“The Big Sur cabin is open this time of year. It's yours. A few weeks on the ocean is going to work wonders for you. I'm sure of it.”
Thirty minutes later, Luke was still fuming. There’s nothing wrong with my mental health, he thought as he burned up the road beneath his tires, driving Highway 1 south too fast considering his lack of sleep. And yet, he was completely off kilter, utterly unprepared for the weeks that stretched before him.
With every mile he covered, Eileen's parting words came at him: “You don’t have to save everyone, Luke. Nobody can. And that’s okay.”
But she was wrong.
He did.
Because he hadn't been able to save the one person he'd loved the most.
Chapter Nine
Janica rang Lily's doorbell, but knowing the neighborhood was so safe they rarely locked the front door, she didn't wait for anyone to let her in.
Violet, Lily's four year-old daughter, came barreling around the corner. “Auntie Jan!” She tackled Janica in a bear hug around her legs, then yelled, “You're it,” and ran away as fast as her small legs could take her.
Janica grinned. Damn, she loved that kid. A perfect cross between Lily's soft beauty and Travis's ridiculously masculine good looks, Violet was a stunner. Better still, she was funny. And bright as the sun.
Lily was kneeling in the kitchen with full grocery bags all around her feet as she consoled her crying son. Sam was almost two-and-a-half and about a hundred times more sensitive than his big sister. He was also crazy cute. Cover-of-a-kid's-magazine cute.
Hoping to distract him from whatever was the matter, Janica called out, “Sammy!”
His eyes still wet, he looked up from his mother's shoulder and in an instant his wobbling cheeks shifted into a wide smile.
“Hey, baby boy,” she said as Lily gratefully moved aside to let her pick him up.
Happily going into her arms, he made a stern face. “I'm not a baby.”

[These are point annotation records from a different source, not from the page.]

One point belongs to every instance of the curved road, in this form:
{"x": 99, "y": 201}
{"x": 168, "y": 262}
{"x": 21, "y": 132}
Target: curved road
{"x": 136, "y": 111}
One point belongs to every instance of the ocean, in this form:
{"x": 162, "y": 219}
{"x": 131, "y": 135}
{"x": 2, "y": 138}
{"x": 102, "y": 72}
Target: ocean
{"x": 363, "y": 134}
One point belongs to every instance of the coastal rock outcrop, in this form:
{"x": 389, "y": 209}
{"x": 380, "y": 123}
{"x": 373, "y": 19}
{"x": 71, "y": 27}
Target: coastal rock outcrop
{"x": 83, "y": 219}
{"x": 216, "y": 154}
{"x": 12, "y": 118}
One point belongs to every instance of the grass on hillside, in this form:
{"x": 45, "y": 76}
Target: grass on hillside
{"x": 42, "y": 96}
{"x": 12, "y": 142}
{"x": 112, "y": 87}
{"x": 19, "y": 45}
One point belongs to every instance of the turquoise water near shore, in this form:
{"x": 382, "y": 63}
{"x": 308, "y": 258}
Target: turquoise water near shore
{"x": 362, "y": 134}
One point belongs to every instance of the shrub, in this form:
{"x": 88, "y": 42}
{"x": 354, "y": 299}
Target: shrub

“I know,” she said. “You're a big boy.” She pretended she was going to drop under his weight. “A huge boy. Have you been eating bricks again?”
“That would make my teeth break, silly!” he crowed, happy to let her know just how wrong she was, just like his father—and his uncle—were so happy to do all the time.
Carson men. They were all alike.
Too damn cute to stay away from, but completely and utterly full of themselves.
“You're it! You're it!” Violet yelled as she ran by.
“Okay. I'm just going to tell Sammy a secret first,” Janica said.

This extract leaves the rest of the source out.